I am interested in finding ways for the city to lead on solid waste reduction and diversion. Early on in my first term, I joined a few of my council colleagues in touring a composting facility in central Ohio. Several of us advocated for our city services to include composting, and thanks to the current administration, we now have a drop-off compost service in partnership with Kids that Compost. Compost poses some unique challenges; however, my hope is that it could be incorporated into our city’s trash and recycling pick-up at some point in the future.
Related to single-use plastics such as grocery bags and plastic straws, we know that these are some of the most harmful trash products for the environment and especially for wildlife. I would be very interested in leading a local ordinance to ban these products if it were not for the state-level legislation preempting such local bans. I am; however, very interested in discussing other potential opportunities to discourage single-use plastics and to reduce waste in our community.
- Renewable Resources
Renewable electricity is now cost-competitive with traditional sources of electricity – and it continues to trend downward in price. Do you support joining other leading Central Ohio cities – including Columbus, Bexley and Grove City – in giving Grandview residents and businesses the choice of cost-competitive, 100% renewable electricity?
I fully support joining other Central Ohio cities in giving Grandview residents and businesses the choice of cost-competitive, 100% renewable energy. Our council body has the full authority to put this choice to our voters through a ballot initiative on Community Choice Aggregation. If we can build a majority of support on our council, my goal is to sponsor such legislation.
During my first term, I co-sponsored Residential Property Assessed Clean Energy (RPACE) legislation. This legislation was an important first step to make it easier for our residents to add solar panels or energy efficiency updates to their homes through financing such projects on their property tax assessment.
We also have a tremendous opportunity in Grandview Heights to address the climate crisis by moving toward Electric vehicles (EV) and EV infrastructure; by making our new city administration building carbon neutral, and by committing to carbon reduction targets in other areas.
- Environmental Toxins
Environmental toxins, such as lead and coal tar, pose significant threats to human health. What should Grandview’s role be in mitigating the presence of these toxins in our air, homes, businesses, and waterways?

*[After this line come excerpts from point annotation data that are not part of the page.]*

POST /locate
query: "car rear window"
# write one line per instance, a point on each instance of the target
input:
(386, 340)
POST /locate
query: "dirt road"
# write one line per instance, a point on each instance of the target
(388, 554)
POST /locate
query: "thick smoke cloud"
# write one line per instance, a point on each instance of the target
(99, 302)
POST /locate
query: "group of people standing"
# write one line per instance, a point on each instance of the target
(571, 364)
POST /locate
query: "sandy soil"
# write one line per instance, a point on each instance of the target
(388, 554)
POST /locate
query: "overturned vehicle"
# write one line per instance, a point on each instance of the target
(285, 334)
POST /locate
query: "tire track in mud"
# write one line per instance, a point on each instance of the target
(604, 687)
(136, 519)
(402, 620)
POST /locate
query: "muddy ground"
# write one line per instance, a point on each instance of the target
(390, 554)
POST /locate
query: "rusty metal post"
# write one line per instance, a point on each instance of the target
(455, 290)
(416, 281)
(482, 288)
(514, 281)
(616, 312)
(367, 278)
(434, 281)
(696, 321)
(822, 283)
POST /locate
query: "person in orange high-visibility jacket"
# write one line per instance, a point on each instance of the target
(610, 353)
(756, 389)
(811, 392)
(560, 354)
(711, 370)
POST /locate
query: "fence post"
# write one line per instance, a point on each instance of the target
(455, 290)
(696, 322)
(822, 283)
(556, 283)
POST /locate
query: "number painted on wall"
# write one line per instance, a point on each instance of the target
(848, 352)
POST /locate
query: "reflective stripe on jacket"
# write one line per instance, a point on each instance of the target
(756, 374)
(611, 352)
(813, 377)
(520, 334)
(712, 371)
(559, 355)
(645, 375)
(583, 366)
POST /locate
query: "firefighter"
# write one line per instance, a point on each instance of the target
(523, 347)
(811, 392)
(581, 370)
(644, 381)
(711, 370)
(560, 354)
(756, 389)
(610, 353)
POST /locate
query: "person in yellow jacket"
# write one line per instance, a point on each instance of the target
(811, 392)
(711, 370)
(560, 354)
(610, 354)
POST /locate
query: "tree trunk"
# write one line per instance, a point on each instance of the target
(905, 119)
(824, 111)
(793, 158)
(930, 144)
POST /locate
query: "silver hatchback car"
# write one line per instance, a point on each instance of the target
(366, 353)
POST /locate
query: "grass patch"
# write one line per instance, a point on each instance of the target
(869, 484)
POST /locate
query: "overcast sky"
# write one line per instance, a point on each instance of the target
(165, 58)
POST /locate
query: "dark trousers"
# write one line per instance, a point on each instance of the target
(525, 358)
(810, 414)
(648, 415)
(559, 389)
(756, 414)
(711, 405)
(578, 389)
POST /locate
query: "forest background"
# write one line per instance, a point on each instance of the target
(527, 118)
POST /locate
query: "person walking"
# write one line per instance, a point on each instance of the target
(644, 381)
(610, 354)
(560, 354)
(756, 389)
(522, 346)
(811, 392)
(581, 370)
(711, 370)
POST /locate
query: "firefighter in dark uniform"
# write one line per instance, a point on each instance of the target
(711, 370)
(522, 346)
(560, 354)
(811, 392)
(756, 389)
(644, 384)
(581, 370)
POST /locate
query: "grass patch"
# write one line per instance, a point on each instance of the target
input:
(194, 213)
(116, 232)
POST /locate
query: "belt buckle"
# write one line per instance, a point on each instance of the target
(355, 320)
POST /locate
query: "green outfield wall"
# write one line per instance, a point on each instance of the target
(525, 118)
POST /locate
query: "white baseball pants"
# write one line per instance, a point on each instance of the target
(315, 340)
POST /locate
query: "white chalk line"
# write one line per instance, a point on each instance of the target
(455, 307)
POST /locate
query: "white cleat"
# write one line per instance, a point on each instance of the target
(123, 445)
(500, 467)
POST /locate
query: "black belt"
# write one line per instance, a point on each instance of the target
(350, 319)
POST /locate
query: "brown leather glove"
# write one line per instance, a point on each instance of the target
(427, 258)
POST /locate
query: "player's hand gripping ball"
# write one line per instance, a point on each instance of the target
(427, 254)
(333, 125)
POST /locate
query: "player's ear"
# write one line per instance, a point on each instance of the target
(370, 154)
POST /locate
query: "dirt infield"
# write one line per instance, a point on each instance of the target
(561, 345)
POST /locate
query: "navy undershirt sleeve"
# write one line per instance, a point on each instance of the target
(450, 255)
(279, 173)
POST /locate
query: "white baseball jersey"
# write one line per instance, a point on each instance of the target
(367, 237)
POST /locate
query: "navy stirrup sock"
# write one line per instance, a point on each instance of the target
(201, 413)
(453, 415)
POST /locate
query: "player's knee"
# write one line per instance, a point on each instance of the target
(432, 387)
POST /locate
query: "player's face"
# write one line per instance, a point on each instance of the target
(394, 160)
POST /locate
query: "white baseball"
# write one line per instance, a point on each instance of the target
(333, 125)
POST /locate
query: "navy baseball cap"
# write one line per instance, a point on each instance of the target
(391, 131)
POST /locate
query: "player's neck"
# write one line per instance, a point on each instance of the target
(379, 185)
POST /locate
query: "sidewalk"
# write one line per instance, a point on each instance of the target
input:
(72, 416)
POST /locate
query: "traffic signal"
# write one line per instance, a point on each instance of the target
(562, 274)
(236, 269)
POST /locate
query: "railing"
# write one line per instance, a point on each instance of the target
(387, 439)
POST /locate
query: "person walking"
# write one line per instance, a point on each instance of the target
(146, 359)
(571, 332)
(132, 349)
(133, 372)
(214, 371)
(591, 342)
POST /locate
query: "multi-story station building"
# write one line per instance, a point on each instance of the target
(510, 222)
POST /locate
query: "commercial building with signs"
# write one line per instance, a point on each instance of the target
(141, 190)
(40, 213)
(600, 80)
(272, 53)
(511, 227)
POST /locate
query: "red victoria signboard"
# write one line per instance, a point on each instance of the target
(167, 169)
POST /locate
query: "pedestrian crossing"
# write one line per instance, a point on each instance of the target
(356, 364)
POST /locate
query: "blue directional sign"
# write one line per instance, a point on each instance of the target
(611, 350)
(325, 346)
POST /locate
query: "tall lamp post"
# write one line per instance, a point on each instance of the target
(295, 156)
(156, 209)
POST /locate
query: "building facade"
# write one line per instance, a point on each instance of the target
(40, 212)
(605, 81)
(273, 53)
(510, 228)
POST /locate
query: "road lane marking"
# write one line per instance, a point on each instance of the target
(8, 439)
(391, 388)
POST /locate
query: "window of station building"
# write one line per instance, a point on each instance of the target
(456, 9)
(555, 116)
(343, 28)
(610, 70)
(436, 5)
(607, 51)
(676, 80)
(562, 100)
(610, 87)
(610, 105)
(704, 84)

Two of the most pressing water quality-related and public health issues in our community are toxic coal-tar-based sealants used on driveways and parking lots and toxic lead in our drinking water infrastructure. I am currently tackling both of these issues head on.
This past summer, I authored and submitted a request to the administration to allocate $105,000 of our American Rescue Plan Act funds to inventory and begin replacing our lead service lines. With the federal bipartisan infrastructure bill, we will have additional resources coming to our city for this critical work to remove and replace lead lines. As a part of this infrastructure work, it is very important that both the private and the public side of the line be replaced at the same time.
I also partnered with Sustainable Grandview this past year to research the use of coal-tar-based sealants in our community. Coal-tar-sealants are a serious public health risk, especially for children. They are known to be carcinogenic and linked to fish kills. Using data from our community and a review of other communities' ordinances, I co-wrote a policy memo setting the stage for the reduction and eventual elimination of these toxic driveway and parking lot sealants. I am currently building support for this policy among my council colleagues and plan to educate and build support with other local elected officials across the Central Ohio region as well.